Évian, França – O presidente brasileiro subiu ao palco na cidade francesa de Évian, nesta terça-feira (16), com uma mensagem direta aos líderes das economias mais robustas do planeta. O tom de cobrança marcou sua participação no G7, onde o foco central recaiu sobre a disparidade abismal na distribuição de riqueza mundial. Em uma crítica incisiva, o chefe do Executivo brasileiro apontou a falta de solidariedade internacional como um dos motores que impulsionam não apenas a pobreza, mas o agravamento da crise climática.
Para ilustrar a profundidade do abismo econômico, Lula recorreu a um exemplo contemporâneo: o empresário Elon Musk. Segundo o presidente, a fortuna acumulada por um único indivíduo — o primeiro trilionário da história — supera o patrimônio somado de quase metade da população mundial. Esse contraste serviu como base para a defesa de uma reforma profunda no sistema financeiro global e uma regulação mais justa no acesso à inteligência artificial.
O discurso também mirou o protecionismo e o unilateralismo, classificados pelo presidente como estratégias ineficazes para lidar com dilemas que transcendem fronteiras nacionais.

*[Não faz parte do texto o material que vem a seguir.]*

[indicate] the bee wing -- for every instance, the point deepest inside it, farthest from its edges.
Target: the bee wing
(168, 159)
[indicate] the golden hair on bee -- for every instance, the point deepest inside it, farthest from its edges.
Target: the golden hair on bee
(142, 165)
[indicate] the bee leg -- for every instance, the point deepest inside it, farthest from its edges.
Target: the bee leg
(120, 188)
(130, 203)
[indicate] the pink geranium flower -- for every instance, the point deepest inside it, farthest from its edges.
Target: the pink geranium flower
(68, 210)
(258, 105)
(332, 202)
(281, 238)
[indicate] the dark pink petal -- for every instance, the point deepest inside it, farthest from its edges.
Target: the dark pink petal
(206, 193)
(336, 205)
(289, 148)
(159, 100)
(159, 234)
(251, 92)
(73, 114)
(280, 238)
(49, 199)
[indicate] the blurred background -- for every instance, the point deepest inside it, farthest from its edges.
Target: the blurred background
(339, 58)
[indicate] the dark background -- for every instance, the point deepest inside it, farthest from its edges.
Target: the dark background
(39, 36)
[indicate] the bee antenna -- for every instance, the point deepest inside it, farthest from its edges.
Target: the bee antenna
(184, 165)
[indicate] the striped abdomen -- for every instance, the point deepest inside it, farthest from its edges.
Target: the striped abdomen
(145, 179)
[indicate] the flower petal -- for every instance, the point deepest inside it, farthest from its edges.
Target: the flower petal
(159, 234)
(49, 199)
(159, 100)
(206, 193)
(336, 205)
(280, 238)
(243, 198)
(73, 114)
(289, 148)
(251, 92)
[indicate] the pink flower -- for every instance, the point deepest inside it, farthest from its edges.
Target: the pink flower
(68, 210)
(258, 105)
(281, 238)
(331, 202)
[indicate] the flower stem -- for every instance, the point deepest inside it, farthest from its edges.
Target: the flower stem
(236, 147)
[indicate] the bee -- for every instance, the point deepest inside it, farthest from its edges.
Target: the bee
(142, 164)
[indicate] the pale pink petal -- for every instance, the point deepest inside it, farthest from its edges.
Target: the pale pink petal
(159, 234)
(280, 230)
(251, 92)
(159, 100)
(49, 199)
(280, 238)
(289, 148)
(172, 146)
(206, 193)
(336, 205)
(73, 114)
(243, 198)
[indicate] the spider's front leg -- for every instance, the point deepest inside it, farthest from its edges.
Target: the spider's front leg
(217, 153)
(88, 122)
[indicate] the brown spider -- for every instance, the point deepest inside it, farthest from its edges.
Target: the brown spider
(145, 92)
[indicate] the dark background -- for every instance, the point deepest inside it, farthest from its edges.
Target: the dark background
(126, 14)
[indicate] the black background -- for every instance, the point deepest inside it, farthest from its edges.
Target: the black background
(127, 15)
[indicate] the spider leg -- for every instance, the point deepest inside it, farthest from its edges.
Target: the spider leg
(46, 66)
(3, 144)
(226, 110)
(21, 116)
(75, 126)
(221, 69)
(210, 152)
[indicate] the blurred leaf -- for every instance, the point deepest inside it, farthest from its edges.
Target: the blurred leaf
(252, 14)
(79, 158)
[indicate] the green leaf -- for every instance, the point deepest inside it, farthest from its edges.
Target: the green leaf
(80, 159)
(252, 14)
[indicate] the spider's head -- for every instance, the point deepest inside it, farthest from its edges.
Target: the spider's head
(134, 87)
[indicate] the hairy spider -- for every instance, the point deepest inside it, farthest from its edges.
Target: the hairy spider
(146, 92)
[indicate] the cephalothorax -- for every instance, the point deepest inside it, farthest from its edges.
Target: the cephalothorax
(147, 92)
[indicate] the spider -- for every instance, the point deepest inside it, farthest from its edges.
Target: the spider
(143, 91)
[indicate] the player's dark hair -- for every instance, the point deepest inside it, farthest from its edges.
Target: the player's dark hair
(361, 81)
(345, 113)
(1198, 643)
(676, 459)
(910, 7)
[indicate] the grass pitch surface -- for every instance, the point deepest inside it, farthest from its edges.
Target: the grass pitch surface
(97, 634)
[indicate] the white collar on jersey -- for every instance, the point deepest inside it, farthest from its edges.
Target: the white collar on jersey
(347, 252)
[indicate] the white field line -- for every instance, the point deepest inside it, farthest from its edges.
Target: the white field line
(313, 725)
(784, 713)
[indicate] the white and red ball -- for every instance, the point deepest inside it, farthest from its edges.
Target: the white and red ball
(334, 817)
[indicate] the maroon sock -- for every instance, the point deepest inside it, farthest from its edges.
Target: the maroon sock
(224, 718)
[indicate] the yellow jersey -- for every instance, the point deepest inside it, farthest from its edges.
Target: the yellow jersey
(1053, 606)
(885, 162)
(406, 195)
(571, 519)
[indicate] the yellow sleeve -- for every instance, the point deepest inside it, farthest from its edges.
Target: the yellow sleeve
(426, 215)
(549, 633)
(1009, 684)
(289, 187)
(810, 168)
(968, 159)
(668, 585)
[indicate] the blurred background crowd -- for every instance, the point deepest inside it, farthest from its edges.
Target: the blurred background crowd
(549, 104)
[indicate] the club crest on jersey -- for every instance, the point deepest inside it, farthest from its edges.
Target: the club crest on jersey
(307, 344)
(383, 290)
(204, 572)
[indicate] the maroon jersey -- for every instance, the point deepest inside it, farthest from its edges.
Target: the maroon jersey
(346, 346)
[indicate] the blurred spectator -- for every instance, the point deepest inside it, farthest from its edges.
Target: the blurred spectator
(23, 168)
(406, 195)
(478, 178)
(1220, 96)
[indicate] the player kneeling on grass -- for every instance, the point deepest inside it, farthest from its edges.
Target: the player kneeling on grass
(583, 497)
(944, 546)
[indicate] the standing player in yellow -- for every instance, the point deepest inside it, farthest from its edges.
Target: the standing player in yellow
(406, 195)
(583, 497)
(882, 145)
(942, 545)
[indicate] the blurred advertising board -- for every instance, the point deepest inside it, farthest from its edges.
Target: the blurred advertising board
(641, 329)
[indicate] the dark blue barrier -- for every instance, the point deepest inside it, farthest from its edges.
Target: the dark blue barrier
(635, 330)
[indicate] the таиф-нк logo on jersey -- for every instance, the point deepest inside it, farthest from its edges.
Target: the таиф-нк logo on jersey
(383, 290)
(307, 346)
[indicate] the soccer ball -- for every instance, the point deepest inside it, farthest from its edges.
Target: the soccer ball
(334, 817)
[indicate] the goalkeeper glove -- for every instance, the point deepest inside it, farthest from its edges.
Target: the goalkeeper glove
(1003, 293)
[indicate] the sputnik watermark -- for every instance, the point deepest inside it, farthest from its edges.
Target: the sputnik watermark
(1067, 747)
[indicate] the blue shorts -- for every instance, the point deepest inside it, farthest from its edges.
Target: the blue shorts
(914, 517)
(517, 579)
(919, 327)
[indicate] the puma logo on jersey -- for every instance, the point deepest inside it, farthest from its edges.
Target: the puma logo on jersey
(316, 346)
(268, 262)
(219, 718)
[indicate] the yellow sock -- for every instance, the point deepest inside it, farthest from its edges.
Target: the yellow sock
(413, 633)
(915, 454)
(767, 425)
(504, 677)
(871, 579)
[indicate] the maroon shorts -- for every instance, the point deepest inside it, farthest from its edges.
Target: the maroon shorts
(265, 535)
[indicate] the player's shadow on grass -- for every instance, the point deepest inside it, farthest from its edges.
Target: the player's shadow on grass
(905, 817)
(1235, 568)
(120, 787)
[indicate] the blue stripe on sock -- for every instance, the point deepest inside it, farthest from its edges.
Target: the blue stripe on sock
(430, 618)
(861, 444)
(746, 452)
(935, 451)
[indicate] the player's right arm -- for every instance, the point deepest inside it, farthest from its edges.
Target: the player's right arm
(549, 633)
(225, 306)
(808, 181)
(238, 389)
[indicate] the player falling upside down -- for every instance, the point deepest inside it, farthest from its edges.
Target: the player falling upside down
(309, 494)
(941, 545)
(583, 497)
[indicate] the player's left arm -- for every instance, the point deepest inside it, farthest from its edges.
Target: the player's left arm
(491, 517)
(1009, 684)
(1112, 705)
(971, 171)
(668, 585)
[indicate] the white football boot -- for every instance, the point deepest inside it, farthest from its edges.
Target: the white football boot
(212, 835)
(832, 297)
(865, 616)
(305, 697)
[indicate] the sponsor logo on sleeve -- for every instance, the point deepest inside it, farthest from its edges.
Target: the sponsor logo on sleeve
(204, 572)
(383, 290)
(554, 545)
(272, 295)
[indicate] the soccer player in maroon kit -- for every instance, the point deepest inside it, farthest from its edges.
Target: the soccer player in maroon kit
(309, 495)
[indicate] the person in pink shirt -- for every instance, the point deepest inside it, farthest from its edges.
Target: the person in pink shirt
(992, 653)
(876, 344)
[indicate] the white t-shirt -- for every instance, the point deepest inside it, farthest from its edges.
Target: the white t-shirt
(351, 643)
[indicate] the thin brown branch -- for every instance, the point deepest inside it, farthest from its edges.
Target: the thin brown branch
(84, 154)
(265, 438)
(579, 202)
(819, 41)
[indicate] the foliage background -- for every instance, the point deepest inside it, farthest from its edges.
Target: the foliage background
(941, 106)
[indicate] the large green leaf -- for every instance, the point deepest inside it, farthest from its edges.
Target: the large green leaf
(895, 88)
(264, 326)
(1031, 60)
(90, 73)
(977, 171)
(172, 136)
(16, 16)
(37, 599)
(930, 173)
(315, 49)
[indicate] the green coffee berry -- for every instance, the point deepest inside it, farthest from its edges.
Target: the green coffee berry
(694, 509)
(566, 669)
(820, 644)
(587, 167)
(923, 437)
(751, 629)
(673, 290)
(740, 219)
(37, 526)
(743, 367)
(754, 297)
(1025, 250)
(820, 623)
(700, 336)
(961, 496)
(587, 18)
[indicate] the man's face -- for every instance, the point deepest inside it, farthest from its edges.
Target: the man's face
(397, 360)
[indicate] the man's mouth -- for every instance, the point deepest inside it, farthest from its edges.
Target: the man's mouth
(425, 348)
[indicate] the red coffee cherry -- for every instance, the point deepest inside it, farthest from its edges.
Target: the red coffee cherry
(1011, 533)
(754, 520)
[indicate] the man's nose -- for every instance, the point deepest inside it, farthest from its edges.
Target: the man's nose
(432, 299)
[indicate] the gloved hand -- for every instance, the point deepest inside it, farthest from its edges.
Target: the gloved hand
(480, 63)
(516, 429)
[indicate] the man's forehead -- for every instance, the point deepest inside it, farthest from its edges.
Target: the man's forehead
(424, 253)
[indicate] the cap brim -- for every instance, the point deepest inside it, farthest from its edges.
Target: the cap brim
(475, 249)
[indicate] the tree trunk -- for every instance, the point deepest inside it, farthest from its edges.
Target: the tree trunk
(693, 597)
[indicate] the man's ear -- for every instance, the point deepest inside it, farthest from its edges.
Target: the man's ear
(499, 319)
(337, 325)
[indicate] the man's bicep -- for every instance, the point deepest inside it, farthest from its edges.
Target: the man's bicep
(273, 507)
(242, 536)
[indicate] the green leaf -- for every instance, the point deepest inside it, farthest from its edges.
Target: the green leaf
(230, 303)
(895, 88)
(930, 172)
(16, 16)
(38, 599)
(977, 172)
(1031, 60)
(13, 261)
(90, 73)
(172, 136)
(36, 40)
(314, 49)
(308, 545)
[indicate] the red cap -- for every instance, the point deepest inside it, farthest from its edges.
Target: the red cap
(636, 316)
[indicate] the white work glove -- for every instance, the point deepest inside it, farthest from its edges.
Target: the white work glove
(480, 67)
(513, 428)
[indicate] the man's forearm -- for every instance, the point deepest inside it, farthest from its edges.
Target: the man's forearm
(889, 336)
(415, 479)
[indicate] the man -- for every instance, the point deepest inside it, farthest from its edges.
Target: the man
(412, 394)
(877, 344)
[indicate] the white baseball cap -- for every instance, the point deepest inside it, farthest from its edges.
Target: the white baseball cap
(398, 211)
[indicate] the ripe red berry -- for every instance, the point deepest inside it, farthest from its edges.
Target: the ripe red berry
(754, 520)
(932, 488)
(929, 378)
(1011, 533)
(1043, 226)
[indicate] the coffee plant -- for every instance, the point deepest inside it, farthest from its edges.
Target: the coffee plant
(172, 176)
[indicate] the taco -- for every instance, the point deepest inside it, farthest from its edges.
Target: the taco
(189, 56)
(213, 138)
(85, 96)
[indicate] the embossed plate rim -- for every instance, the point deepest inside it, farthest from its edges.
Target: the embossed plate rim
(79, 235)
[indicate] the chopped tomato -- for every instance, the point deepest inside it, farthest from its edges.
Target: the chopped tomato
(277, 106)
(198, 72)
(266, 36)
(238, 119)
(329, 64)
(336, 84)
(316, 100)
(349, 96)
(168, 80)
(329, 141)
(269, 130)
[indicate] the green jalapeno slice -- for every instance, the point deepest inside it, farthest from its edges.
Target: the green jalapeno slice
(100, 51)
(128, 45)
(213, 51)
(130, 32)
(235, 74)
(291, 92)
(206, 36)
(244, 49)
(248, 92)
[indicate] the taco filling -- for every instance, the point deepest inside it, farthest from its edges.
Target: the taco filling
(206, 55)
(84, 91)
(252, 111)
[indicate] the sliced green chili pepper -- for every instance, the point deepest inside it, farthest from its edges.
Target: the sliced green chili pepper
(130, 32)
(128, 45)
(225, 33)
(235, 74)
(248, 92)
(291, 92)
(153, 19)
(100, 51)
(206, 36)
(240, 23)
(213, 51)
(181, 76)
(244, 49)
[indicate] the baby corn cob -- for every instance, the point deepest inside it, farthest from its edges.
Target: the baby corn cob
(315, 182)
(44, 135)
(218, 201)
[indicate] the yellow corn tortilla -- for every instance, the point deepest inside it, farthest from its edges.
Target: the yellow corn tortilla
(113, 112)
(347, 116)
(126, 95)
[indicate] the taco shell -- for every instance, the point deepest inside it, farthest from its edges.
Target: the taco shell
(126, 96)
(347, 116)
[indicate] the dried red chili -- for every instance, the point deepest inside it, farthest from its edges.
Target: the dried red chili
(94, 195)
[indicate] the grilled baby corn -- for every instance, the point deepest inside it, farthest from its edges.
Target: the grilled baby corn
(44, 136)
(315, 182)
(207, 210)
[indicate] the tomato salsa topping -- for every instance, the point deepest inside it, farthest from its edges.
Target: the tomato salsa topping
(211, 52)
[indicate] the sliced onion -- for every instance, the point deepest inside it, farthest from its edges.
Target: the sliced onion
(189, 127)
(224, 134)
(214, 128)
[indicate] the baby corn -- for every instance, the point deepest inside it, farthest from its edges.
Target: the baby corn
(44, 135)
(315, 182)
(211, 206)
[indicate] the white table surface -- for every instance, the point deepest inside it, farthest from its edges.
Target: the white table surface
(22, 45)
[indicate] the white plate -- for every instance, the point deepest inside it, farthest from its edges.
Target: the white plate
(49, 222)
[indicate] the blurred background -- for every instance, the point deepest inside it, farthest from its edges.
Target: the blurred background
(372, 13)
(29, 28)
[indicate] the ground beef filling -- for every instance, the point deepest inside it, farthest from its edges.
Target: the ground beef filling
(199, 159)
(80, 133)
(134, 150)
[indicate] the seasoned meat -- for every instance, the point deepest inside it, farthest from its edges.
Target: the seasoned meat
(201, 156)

Em vez de priorizar o aumento de despesas com armamentos militares, Lula pediu um redirecionamento de investimentos para pilares essenciais: o Acordo de Paris, o Programa Mundial de Alimentos, a Organização Mundial da Saúde e o Unicef.
A agenda brasileira no encontro incluiu a promoção de iniciativas nacionais. O governo destacou o Fundo Florestas Tropicais para Sempre e a estruturação da Aliança Global contra a Fome, além de reiterar a importância do combate ao crime organizado. Outro ponto estratégico foi a industrialização: na visão do Planalto, nações ricas em minerais críticos precisam deixar de ser apenas exportadoras de matéria-prima e passar a deter etapas de maior valor agregado, com transferência efetiva de tecnologia.
A diplomacia também ocupou parte do dia. Em uma reunião bilateral com a primeira-ministra do Japão, Sanae Takaichi, o tema principal foi a integração comercial. Ambos confirmaram o início das negociações para um Acordo de Parceria Econômica entre o Japão e o Mercosul, cujo marco inicial está previsto para a cúpula de Assunção, no Paraguai, no final deste mês. Encontros com figuras de peso do bloco europeu, como Ursula von der Leyen, da Comissão Europeia, e António Costa, do Conselho Europeu, também integraram a rotina do presidente.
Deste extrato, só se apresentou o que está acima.